Pitt Arts 20th Anniversary: Spurring Love of the Arts, Regardless of Major

Issue Date: 
November 2, 2015

In a few short years, Pitt junior Jonathan Kenneson will embark on a career in engineering. While his strong academic record and internship experience have positioned him for success, it’s his love for and commitment to the arts—nurtured at Pitt—that will truly set him apart from his peers. 

Pitt Arts“The arts are one of my most cherished hobbies,” he said. “My love for the arts has increased my leadership abilities and opened my mind to new ideas and ways of thinking. Once I enter the workforce as an engineer, I will be working in a team setting—and being open-minded to my teammates’ ideas will help us work together and accomplish more as a team.” 

Kenneson’s experiences capture the mission of Pitt Arts, which has worked over the last 20 years to imbue all students—regardless of major—with an appreciation of the arts that will make them not only better professionals, but also better people. 

“The arts get us thinking, make us laugh, and cause us to question the world around us,” said Annabelle Clippinger, Pitt Arts director. “The arts help us build a diverse community, beautify our world, and nurture our spirit.” 

Indeed, during a time when many are questioning the value of the liberal arts and humanities, the University of Pittsburgh has christened the 2015-16 academic year “The Year of the Humanities in the University.” 

A number of Pitt students have already embraced the idea, branching out from their majors to explore Pitt Arts’ Arts Encounters, the Cheap Seats program, Artful Wednesdays, and Free Museum Visits. For example, 36 percent of students participating in the Arts Encounters program are majoring in the hard sciences; and almost 16 percent of participants are engineering majors—the same percentage as the number of students majoring in the humanities or fine arts. The Arts Encounters program offers students free tickets, transportation, a catered reception, and the opportunity to meet performers following some shows in Downtown’s Cultural District.
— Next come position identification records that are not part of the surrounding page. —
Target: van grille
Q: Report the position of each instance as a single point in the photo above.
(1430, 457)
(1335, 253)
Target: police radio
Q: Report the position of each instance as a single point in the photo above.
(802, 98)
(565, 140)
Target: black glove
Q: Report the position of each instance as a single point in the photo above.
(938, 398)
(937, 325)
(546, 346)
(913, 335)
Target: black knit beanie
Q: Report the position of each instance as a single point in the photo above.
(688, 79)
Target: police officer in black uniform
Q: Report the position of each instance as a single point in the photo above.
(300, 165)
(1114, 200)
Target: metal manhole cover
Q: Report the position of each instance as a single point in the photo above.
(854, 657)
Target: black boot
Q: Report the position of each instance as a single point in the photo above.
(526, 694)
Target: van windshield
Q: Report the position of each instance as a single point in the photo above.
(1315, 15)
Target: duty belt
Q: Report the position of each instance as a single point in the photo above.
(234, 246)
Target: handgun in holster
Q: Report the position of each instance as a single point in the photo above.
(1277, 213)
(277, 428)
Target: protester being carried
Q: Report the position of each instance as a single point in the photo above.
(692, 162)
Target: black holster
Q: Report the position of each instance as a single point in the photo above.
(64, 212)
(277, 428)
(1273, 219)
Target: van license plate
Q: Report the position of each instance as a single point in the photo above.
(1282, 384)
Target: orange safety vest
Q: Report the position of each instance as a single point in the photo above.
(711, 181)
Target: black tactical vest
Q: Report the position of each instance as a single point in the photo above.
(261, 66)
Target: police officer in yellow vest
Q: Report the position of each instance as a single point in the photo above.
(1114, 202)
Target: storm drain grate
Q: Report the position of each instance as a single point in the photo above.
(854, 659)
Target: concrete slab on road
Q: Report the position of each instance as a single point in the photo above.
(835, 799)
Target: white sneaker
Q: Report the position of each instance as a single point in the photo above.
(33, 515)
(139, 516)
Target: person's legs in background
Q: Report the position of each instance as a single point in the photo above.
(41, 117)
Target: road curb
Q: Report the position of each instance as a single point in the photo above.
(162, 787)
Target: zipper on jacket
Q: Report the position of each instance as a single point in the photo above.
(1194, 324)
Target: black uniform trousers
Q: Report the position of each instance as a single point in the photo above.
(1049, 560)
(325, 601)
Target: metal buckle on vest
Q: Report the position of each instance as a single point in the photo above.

Through the Free Museum Visits program, students enjoy free admission to local arts destinations, including the Carnegie Museum of Arts and Carnegie Museum of Natural History, Phipps Conservatory, and the Andy Warhol Museum. This past year, more than 65,000 student visits were tallied. 

Meanwhile, 2015 marks the 13th year of Artful Wednesdays, which include free performances and lunch for students in Nordy’s Place on campus. The program also helps local musicians and artists expand their fan base. And Pitt Arts’ Cheap Seats program continues to provide easy, affordable access to the arts to faculty, staff, and students. 

“The city is our campus, and we are connecting students to the arts in the city,” Clippinger said. “By forging these valuable connections, Pitt Arts is contributing to the retention of students here at Pitt.” 

While many students are drawn to Pitt Arts because of an existing love for theater, music, or visual art, other students develop an appreciation over time—often because of one arts encounter that makes an impression. 

“Before arriving on campus, some of our students have been thoroughly underexposed to the arts,” said Clippinger. “But all it takes is one experience to get students to stretch their thinking—whether it’s analyzing an abstract painting or visiting the opera for the first time. To me, that’s the most exciting aspect of my job—the growth that happens around the arts.”